2. Validate distress. We can honor the pain behind someone’s self-diagnosis without automatically endorsing the label. That means asking better clinical questions and using validated tools. It also means being honest when symptoms don’t align with a diagnosis.
3. Teach about dissociation. Dissociation reaches beyond alters. It includes amnesia, depersonalization, derealization, and sensory numbing. Educating the public (and professionals) about these less sensational features can help create more accurate narratives about trauma and its effects.
4. Respect the intelligence of the public while upholding clinical rigor. People want information. They want language. They want to be understood. If clinicians and researchers aren’t providing that in accessible ways, someone else will. And they might be wrong.
Social media is not going away, nor should it. The democratization of mental health language has empowered countless people to seek care and find community. Clinicians need to recognize that the problem is not the internet. The problem is not having enough qualified, trauma-informed voices in digital spaces.
We need more psychologists, social workers, educators, and survivors to contribute to the conversation online. We need digital literacy campaigns that teach people how to discern credible sources. We need to train clinicians to understand online cultures rather than fear them so that they can better serve the clients who live in them.
Most of all, we need to stay curious. When a client walks in with a list of alters or uses language they learned online, we shouldn’t roll our eyes. We should ask: what are they trying to express? What pain is underneath this identity?

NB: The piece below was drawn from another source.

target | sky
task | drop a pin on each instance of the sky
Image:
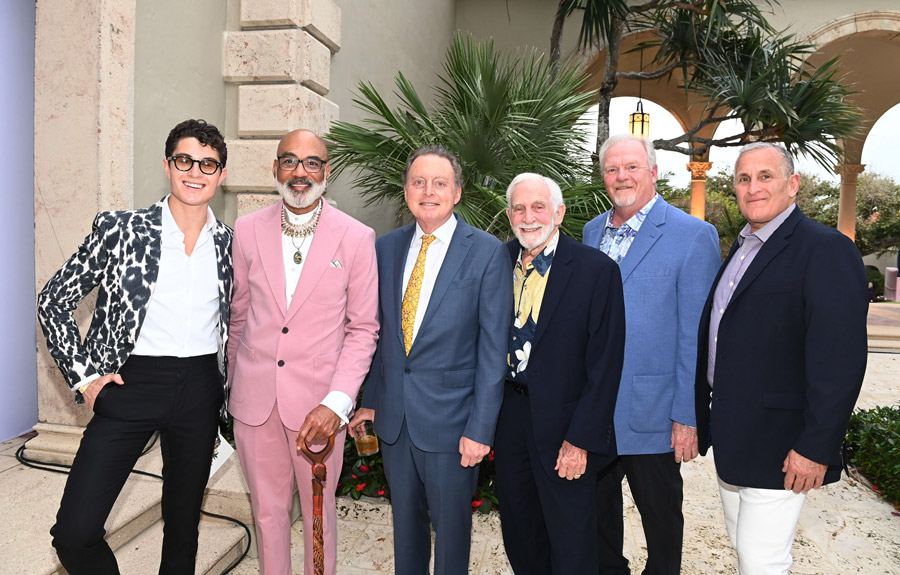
(879, 152)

And how can we support their exploration of memory, of emotion, and of the self?
References
Boon, S., & Draijer, N. (1993). The differentiation of patients with MPD or DDNOS from patients with a cluster B personality disorder. Dissociation, 6(3), 126–135.

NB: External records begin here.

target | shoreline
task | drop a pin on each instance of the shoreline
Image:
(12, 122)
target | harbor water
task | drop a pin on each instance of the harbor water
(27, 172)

Chevalier, O. (2024). "It starts on TikTok": Looping effects and the impact of social media on psychiatric terms. Philosophy, Psychiatry, & Psychology, 31, 163–174.
Dell, P. F. (2006). The Multidimensional Inventory of Dissociation (MID): A comprehensive measure of pathological dissociation. Journal of Trauma & Dissociation, 7(2), 77–106.

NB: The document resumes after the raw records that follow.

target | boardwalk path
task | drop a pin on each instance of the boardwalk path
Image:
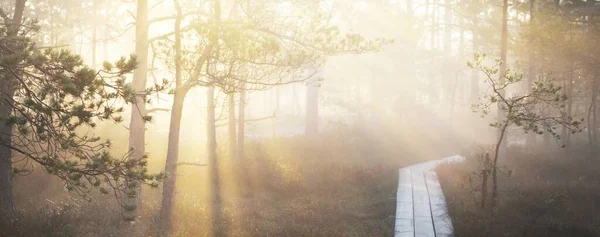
(421, 208)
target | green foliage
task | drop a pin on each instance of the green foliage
(54, 102)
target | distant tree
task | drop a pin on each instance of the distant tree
(539, 110)
(49, 104)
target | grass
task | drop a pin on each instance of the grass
(548, 193)
(341, 183)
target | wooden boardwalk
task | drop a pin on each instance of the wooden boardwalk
(420, 205)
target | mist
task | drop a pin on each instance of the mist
(298, 118)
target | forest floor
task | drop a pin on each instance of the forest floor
(550, 193)
(340, 184)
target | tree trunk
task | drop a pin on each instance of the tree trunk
(530, 137)
(7, 88)
(484, 188)
(590, 124)
(495, 164)
(213, 162)
(475, 73)
(503, 58)
(168, 195)
(312, 107)
(241, 124)
(137, 127)
(231, 127)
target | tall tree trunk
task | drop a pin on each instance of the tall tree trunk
(312, 107)
(211, 136)
(137, 127)
(590, 123)
(213, 162)
(241, 124)
(7, 88)
(475, 73)
(495, 164)
(231, 126)
(168, 195)
(503, 58)
(530, 137)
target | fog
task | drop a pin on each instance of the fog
(282, 117)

Felitti, V. J., & Anda, R. F. (2010). The relationship of adverse childhood experiences to adult medical disease, psychiatric disorders and sexual behavior. In R. A. Lanius, E. Vermetten, & C. Pain (Eds.), The hidden epidemic: The impact of early life trauma on health and disease (pp. 77–87). Cambridge University Press.
McMaugh, K., Roufeil, L., Salter, M., & Middleton, W. (2024). Incestuous abuse continuing into adulthood: Clinical features and therapists’ conceptualisations. Journal of Trauma & Dissociation, 1–16.
Rudy, J. A., McKernan, S., Kouri, N., & D'Andrea, W. (2022). A meta-analysis of the association between shame and dissociation. Journal of Traumatic Stress, 35(5), 1318–1333. https://doi.org/10.1002/jts.22894
Salter, M., Brand, B. L., Robinson, M., Loewenstein, R., Silberg, J., & Korzekwa, M. (2025). Self-diagnosed cases of dissociative identity disorder on social media: Conceptualization, assessment, and treatment. Harvard Review of Psychiatry, 33(1), 41–48. https://doi.org/10.1097/HRP.0000000000000416
Steinberg, M. (2023). The SCID-D Interview: Dissociation assessment in therapy, forensics, and research. American Psychiatric Association Books.
Webermann, A. R., Brand, B. L., & Kumar, S. A. (2021). Intimate partner violence among patients with dissociative disorders. Journal of Interpersonal Violence, 36(3–4), 1441–1462.